Using aiminify.minify in your Python code
To compress a model using a Python script it is possible to import aiminify.minify and call the main(...) function. As shown in the example below:
from aiminify.minify import main
from your_project import model
compressed_model, _ = main(model)
Depending on the type of model you are compressing it can be stored using the appropriate methods. As aiminify supports PyTorch and Tensorflow as backends, the different storing methods are implemented in the save_model() function.
#
# Using PyTorch as a backend
#
from aiminify.minify import main as minify
from aiminify import save_model
from your_project import model
# For Quantized Torch models, the input shape is needed to save the model
compressed_model, _ = minify(model)
save_model(compressed_model, "./compressed-pytorch-model.pt", input_shape)
# For non Quantized models, you can save without the input shape
compressed_model, _ = main(model, quantization=false)
save_model(compressed_model, "./compressed-pytorch-model.pt")
#
# Using Tensorflow as a backend
#
from aiminify.minify import main as minify
from aiminify import save_model
from your_project import model
compressed_model, _ = minify(model)
save_model(compressed_model, "./compressed-tensorflow-model.keras")
| Name | Type and default value | |
model | Any, required | The model to compress |
compression_strength | int(0, 5), default 3 | Compression strength to use for defining the compression strategy |
training_generator | Any, default None | Training set used for fine tuning |
validation_generator | Any, default None | Validation set used for fine tuning |
loss_function | Any, default None | Loss function used for fine tuning |
verbose | int(0, 5), default 0 | Verbosity level |
quantization | bool, default True | Quantize model |
fine_tune | bool, default True | Fine tune the model after compression |
precision | String, default fp32 | Fine tuning precision. Options are “fp32” or “mixed” |
smart_pruning | bool, default True | Use a strategy for determining the amount of filters to prune instead of flat pruning x % of all filters. |
debug_mode | bool, default False | Debug logging mode |
aiminify.minify.main argumentsThe return value of main is (compressed_model, feedback_dictionary). compressed_model is, as the name would suggest, your compressed model using the same backend as the input (Tensorflow, PyTorch). feedback_dictionary contains logs and miscellaneous messages from the compression algorithm.

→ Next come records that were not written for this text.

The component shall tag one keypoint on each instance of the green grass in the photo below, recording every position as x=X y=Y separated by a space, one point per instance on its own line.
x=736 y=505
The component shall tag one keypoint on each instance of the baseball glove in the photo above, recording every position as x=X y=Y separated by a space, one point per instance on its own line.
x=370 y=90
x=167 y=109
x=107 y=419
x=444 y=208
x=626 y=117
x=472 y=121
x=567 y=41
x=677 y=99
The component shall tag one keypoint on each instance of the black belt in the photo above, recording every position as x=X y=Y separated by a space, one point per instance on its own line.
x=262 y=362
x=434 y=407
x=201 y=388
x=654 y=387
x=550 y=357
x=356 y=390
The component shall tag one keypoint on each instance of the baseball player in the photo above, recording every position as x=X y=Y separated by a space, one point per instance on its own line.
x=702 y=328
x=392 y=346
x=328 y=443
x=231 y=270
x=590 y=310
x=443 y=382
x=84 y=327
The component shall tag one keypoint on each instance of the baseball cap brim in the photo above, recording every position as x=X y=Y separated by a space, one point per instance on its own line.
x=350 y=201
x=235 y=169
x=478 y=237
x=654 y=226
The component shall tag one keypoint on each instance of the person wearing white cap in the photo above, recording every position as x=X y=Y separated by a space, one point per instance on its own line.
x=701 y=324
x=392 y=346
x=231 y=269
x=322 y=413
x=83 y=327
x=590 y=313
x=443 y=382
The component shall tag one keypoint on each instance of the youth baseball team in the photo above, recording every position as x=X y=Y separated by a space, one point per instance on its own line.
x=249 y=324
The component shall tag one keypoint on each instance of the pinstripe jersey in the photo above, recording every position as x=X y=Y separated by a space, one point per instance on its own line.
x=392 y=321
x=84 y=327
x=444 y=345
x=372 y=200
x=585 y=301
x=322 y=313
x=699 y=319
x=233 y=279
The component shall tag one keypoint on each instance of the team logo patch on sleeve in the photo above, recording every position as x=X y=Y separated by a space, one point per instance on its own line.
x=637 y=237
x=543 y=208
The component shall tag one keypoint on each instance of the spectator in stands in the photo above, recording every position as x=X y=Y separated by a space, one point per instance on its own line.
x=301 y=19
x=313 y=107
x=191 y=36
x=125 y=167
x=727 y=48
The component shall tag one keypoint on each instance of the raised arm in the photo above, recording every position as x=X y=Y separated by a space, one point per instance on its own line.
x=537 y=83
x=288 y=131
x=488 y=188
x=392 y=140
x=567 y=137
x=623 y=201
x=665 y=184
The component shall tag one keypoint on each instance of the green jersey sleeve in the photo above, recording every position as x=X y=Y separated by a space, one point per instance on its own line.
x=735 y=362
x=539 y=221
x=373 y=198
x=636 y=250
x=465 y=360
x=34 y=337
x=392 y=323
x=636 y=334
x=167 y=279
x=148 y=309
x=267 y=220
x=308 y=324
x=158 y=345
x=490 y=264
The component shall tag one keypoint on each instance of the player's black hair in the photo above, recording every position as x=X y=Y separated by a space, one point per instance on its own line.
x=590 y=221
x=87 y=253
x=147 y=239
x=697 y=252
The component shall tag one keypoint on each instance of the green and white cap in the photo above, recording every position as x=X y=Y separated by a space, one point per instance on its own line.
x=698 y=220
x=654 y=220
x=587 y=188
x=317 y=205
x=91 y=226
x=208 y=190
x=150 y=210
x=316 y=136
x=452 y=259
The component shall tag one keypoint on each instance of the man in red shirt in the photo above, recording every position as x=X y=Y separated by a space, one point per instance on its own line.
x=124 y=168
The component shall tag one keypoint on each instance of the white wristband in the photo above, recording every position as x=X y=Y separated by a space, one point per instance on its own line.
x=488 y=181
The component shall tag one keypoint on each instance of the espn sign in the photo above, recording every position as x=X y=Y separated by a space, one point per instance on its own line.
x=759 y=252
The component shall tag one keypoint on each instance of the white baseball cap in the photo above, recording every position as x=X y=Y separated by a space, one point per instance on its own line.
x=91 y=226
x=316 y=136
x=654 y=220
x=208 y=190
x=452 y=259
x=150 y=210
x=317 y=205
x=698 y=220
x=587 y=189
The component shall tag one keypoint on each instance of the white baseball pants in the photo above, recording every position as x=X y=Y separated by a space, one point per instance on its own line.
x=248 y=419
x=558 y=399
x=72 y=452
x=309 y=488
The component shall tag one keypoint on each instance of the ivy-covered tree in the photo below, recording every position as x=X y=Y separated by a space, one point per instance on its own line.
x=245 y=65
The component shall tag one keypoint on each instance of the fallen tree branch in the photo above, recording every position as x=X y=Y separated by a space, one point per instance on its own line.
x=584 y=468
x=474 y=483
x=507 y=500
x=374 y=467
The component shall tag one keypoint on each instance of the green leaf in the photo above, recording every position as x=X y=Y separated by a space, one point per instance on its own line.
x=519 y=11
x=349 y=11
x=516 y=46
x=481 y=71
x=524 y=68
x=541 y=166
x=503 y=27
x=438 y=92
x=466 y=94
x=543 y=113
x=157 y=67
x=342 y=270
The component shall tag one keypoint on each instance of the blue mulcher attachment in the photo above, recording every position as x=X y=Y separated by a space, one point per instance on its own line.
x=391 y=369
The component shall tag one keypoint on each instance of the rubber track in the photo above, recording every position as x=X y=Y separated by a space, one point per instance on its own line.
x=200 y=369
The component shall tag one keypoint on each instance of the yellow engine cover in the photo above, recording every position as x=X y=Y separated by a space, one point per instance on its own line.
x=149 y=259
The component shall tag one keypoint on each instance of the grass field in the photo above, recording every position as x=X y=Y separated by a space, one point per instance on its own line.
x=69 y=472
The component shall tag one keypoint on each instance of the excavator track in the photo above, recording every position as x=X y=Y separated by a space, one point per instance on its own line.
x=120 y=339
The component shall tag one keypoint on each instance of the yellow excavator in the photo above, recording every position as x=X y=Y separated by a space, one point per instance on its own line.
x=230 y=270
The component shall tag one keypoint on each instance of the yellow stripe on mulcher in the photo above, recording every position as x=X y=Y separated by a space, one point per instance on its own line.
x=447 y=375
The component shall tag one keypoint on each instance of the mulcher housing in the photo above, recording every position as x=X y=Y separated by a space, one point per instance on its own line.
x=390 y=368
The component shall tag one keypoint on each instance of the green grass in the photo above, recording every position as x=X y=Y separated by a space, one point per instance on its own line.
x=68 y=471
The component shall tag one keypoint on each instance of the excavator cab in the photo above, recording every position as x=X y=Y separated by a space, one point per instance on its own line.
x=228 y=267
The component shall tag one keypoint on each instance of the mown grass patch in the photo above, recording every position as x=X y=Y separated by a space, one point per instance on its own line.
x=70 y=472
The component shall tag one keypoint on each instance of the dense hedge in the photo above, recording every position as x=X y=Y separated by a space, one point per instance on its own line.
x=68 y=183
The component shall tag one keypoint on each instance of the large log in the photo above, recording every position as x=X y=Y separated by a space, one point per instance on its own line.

training_generator, validation_generator and loss_function can be specific to the backend you’re using. For example when using pytorch the training_generator and validation_generator need to be a subclass of torch.utils.data.Dataset. For Tensorflow these can be a subclass of tensorflow.data.Dataset. Similar with loss_function for PyTorch this can be any member of torch.nn.modules.loss and for Tensorflow this can be any implementation of tf.keras.losses.Loss.